Bruxelles, 13/12/2001 (Agence Europe) - Le Conseil Environnement est parvenu, mercredi, à un accord politique sur la directive Auto-oil qui imposera aux Etats membres de ramener au minimum les teneurs en soufre autorisées dans l'essence et les carburants diesel (10 mg/kg ou ppm contre 50 ppm actuellement) et un calendrier d'introduction de ces carburants dits « sans soufre » dans l'Union. Les dernières questions controversées ont pu être résolues de la manière suivante:
Calendrier: l'introduction, en quantités limitées, des carburants sans soufre dans les Etats membres devra intervenir le 1er janvier 2005 au plus tard (date à laquelle entreront aussi en vigueur les nouvelles limites d'émissions "EURO IV" applicables aux véhicules). La commercialisation des seuls carburants sans soufre sera obligatoire dans l'Union au plus tard le 1er janvier 2009. Les Etats membres auront la possibilité de continuer à commercialiser l'essence ordinaire sans plomb avec un indice d'octane moteur de 81 (91 RON).

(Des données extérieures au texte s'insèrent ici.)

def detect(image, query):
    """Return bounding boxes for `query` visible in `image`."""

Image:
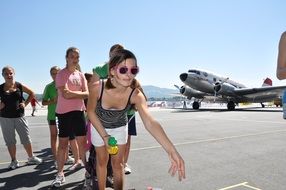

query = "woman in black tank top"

[87,49,185,190]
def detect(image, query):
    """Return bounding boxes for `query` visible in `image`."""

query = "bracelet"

[102,134,110,139]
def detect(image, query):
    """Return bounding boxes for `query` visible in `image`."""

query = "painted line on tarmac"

[207,118,285,124]
[131,129,286,151]
[218,182,262,190]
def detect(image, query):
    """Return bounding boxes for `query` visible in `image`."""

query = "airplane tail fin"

Les dates retenues dans ce compromis sont à mi-chemin entre ce que proposait la Commission (respectivement 2005 et 2011), le Parlement européen (2008 pour la deuxième étape), et les délégations les plus exigeantes (Autriche, Allemagne, Danemark, Finlande, Suède et Luxembourg), partisanes d'avancer les deux étapes à 2003 et 2007.
Dérogations: les Etats membres seront autorisés à adopter , par voie de dérogation, des mesures plus strictes concernant la qualité de l'essence commercialisée dans des zones délimitées pour protéger la santé de la population dans une agglomération déterminée ou protéger l'environnement dans une zone sensible en cas de risque de pollution des eaux de surface.

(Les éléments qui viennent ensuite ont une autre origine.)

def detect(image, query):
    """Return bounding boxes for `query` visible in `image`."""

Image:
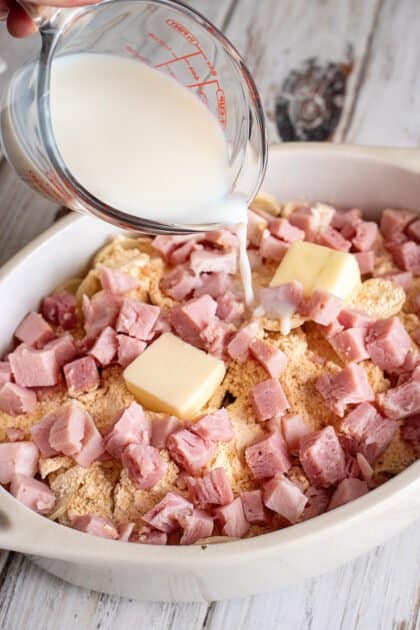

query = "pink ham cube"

[9,343,59,387]
[0,442,39,485]
[299,425,346,488]
[245,431,292,479]
[179,510,214,545]
[117,334,147,368]
[99,265,139,295]
[89,326,118,367]
[214,497,249,538]
[10,474,55,515]
[72,514,119,540]
[366,317,411,371]
[41,291,77,330]
[121,443,166,490]
[263,475,308,523]
[15,312,54,348]
[241,489,266,523]
[105,402,152,459]
[0,383,37,416]
[167,429,216,474]
[63,357,99,396]
[190,409,234,442]
[142,492,194,534]
[328,477,369,510]
[249,378,290,422]
[249,339,288,378]
[116,298,160,341]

Engins mobiles non routiers, tracteurs et machines agricoles: la Commission examinera, lors de la révision des normes d'émissions prévue au plus tard pour le 31 décembre 2005, l'opportunité d'aligner les teneurs en soufre de l'essence et des carburants utilisés pour ces engins sur celles des véhicules routiers. La Commission entamera ces travaux de révision dès 2002.

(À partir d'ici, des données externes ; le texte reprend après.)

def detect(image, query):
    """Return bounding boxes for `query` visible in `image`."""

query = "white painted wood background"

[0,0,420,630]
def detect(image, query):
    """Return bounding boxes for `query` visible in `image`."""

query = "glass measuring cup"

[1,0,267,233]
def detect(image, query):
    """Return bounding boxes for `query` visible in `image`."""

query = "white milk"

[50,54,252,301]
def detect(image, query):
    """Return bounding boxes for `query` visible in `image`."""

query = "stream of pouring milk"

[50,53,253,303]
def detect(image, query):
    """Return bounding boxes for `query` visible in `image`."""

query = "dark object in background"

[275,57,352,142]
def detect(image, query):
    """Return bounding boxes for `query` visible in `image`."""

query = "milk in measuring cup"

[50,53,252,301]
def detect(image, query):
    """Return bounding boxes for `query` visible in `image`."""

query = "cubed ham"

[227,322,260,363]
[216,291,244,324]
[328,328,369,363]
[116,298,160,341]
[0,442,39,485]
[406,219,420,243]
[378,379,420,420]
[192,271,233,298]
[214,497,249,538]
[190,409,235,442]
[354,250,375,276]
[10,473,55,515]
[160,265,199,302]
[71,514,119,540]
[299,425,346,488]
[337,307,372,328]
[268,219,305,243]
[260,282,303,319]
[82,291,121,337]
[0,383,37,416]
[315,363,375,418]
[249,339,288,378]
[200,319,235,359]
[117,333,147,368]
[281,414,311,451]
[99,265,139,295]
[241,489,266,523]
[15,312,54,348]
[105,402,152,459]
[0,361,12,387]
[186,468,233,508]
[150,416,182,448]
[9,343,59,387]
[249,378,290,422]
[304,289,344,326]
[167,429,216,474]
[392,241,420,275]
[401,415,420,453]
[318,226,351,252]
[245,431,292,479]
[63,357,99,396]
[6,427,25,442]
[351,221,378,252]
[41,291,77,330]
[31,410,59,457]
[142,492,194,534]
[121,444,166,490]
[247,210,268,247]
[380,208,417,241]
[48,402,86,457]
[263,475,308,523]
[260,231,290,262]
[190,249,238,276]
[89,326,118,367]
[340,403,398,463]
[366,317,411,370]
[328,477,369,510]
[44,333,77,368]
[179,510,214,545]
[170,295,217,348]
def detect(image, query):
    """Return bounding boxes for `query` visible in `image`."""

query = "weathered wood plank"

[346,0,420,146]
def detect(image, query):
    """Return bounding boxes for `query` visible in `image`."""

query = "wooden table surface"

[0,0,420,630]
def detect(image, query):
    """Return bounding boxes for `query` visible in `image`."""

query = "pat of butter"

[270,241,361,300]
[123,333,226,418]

L'accord politique du Conseil doit maintenant être consolidé pour permettre l'adoption, sans débat, d'une "position commune" lors d'une prochaine session. Le texte sera alors transmis au Parlement pour deuxième lecture. Au nom de la Présidence sortante du Conseil, Magda Alvoet , ministres belge de l'Environnement et de la santé, s'est félicitée de cette avancée du Conseil, qui s'est montré plus ambitieux encore que ne l'était la Commission. Margot Wallström, Commissaire à l'Environnement, a salué ce résultat qui encouragera le développement de technologies propres et contribuera à la lutte contre les changements climatiques.